Here we are in mid- to late November: Thanksgiving literally around the corner, Christmas peeking over the horizon. The days have grown short here in Boston, and my morning runs are taking me under increasingly leafless trees.

The holiday season holds so much love and magic for me, but there are some painful memories, too, and this year – whatever else it turns out to be – promises to be a departure from the norm.

I don’t usually travel for Thanksgiving, so was not worried about skipping a plane trip or explaining to family why this isn’t the year to be together. (I am dealing with those things around Christmas, and I’m sad about not spending my annual week in Texas, eating my mom’s cooking and playing with my nephews and catching up with so many people I love.)

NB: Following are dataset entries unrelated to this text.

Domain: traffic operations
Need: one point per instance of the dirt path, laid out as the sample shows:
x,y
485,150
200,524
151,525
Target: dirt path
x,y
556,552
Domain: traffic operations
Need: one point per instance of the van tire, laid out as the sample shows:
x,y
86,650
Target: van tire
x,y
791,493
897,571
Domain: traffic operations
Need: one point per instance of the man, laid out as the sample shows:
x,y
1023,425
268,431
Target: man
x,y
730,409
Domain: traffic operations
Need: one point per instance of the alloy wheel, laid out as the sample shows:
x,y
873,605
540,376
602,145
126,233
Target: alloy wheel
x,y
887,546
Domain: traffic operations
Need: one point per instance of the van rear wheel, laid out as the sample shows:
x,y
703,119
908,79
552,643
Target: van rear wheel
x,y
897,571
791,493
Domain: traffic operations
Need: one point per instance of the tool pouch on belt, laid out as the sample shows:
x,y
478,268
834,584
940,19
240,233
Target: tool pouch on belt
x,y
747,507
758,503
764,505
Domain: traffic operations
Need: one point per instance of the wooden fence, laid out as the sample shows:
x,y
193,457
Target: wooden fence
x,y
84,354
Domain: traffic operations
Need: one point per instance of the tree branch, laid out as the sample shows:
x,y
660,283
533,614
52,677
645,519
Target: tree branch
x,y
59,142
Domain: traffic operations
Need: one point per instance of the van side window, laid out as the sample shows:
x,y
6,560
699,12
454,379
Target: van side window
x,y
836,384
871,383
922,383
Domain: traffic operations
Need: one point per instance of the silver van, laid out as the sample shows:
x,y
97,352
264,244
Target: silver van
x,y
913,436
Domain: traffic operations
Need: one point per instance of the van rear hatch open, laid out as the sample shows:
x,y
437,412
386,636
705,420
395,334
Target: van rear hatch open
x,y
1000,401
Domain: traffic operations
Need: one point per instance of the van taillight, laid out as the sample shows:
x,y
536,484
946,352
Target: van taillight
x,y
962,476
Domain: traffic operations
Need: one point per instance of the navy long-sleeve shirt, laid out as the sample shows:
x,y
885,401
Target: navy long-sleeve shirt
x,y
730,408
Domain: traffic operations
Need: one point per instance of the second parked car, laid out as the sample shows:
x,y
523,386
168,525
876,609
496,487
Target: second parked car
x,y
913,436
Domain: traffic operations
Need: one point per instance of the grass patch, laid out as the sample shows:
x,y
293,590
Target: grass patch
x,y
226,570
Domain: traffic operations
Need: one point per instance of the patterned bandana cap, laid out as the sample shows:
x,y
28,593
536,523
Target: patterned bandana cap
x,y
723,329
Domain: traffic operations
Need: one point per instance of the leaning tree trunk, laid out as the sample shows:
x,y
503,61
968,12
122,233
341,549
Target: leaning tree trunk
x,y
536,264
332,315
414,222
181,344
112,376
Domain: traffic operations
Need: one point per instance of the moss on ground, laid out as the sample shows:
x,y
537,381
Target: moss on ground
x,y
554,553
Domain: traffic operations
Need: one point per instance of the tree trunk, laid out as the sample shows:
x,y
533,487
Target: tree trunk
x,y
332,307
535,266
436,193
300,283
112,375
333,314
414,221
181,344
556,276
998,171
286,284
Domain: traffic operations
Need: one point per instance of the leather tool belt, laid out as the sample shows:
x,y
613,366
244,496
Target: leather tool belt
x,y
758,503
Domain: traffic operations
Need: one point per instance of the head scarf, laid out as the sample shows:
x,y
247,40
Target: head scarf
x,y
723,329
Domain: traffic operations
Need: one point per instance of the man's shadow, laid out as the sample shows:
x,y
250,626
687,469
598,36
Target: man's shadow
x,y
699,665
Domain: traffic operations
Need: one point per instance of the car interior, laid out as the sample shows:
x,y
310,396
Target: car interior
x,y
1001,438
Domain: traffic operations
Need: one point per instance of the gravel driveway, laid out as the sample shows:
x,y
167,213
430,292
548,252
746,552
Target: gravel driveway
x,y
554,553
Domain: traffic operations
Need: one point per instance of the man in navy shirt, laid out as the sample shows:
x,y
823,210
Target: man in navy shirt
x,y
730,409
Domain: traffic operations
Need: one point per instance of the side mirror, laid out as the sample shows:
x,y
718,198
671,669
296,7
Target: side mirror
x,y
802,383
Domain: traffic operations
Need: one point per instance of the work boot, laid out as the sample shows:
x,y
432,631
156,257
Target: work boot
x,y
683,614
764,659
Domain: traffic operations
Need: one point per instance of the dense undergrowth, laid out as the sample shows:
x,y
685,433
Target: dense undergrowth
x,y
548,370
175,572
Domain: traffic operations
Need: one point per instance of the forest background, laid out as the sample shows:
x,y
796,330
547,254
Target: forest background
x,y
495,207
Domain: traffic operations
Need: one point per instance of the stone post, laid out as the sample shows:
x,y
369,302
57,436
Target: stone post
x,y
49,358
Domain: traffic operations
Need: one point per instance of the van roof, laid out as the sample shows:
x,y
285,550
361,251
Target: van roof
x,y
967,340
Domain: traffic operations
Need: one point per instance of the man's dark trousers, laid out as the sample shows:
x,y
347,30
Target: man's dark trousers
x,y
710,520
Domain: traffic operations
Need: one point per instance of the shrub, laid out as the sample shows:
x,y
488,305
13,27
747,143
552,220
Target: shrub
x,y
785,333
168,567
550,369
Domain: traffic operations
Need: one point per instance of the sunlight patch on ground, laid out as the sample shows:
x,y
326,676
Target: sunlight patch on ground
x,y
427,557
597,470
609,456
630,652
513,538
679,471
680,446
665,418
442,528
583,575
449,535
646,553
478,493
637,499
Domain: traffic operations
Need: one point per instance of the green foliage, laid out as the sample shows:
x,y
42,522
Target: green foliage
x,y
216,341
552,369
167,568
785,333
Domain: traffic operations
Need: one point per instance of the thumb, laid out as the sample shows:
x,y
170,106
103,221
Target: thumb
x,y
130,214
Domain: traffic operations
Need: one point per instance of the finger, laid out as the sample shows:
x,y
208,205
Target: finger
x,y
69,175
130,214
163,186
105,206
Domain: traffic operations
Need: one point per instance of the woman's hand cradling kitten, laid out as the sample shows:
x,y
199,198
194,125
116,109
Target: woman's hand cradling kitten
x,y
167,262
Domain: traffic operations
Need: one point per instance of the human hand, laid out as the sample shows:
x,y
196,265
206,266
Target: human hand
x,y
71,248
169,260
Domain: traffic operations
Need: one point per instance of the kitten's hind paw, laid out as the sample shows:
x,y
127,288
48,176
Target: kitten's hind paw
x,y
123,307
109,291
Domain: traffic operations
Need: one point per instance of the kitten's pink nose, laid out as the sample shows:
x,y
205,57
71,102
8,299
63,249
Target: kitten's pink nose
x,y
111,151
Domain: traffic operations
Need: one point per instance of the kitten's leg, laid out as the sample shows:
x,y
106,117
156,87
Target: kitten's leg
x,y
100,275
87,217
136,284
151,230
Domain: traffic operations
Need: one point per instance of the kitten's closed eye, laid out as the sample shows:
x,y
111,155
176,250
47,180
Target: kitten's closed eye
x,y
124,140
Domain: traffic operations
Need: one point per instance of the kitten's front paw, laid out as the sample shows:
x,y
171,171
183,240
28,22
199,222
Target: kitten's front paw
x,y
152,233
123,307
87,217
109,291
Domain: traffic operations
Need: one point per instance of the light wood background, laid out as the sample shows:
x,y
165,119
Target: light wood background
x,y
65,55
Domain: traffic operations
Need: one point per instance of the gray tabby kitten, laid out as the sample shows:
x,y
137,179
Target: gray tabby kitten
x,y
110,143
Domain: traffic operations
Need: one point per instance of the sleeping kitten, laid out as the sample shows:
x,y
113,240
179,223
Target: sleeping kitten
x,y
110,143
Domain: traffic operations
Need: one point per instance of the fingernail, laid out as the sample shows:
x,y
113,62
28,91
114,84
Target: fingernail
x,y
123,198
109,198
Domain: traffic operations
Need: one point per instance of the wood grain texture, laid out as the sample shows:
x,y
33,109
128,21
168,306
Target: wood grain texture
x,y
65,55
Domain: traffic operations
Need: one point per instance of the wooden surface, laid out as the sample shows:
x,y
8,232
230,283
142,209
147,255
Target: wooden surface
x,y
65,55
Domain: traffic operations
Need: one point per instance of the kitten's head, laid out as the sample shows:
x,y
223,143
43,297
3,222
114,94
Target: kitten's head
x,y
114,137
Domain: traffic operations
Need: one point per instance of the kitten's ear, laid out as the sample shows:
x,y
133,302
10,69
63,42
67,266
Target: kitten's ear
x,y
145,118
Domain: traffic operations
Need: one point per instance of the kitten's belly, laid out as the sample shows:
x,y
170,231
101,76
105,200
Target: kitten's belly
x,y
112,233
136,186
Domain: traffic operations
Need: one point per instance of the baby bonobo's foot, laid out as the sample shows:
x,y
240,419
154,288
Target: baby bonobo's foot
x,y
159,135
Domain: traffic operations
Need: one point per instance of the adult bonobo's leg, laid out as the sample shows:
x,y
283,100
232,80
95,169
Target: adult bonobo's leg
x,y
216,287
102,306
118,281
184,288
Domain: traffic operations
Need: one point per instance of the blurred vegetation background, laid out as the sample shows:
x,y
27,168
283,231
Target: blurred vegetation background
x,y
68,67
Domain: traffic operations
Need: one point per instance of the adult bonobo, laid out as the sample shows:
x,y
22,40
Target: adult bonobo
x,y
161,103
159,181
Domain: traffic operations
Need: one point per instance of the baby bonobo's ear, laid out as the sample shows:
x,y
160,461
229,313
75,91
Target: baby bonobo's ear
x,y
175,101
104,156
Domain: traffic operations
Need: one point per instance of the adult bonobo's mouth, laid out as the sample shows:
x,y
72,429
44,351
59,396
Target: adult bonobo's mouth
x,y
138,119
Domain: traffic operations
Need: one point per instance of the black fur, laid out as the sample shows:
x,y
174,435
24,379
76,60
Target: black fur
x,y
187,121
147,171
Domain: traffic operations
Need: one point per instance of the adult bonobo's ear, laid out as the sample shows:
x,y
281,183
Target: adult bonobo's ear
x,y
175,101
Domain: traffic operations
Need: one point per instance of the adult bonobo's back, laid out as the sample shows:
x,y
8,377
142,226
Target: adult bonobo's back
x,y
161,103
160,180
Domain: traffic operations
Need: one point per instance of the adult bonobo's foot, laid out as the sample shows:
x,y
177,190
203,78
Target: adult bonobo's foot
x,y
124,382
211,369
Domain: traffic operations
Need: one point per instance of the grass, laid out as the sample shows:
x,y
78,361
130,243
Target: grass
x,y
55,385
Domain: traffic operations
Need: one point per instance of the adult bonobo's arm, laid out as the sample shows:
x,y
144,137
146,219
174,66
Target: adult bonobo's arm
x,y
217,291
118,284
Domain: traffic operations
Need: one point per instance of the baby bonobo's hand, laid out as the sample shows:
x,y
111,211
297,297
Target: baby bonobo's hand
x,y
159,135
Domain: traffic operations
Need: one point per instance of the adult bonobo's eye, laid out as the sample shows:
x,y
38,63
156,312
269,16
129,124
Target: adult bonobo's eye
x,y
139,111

My guy and I are going to hang out and cook this week, and while I’m looking forward to that, I’ve still been sad about our teeny Thanksgiving. This is only our second year together, so we don’t have long-established traditions, though we would probably be eating with friends if not for the pandemic. But I finally figured out the other day what was making me so sad: for me, Thanksgiving is about welcome. Creating it, finding it, receiving it. And this year, that concept has felt thin on the ground – or, at least, profoundly different than usual.

This year has held so much isolation for me: so many hours alone in my apartment, trying to plan pandemic-safe interactions with local friends. I miss having girlfriends over for tea, or meeting up at a cafe for an after-work cuppa. My arms ache to hug the friends I still see and the family members I won’t see this year. I miss walking into Chrissy’s house like it’s my own, chatting about music with my coworkers, making plans to visit faraway loved ones. I have struggled to find welcome, and create it, this year when we all know that we can best love each other by keeping our distance.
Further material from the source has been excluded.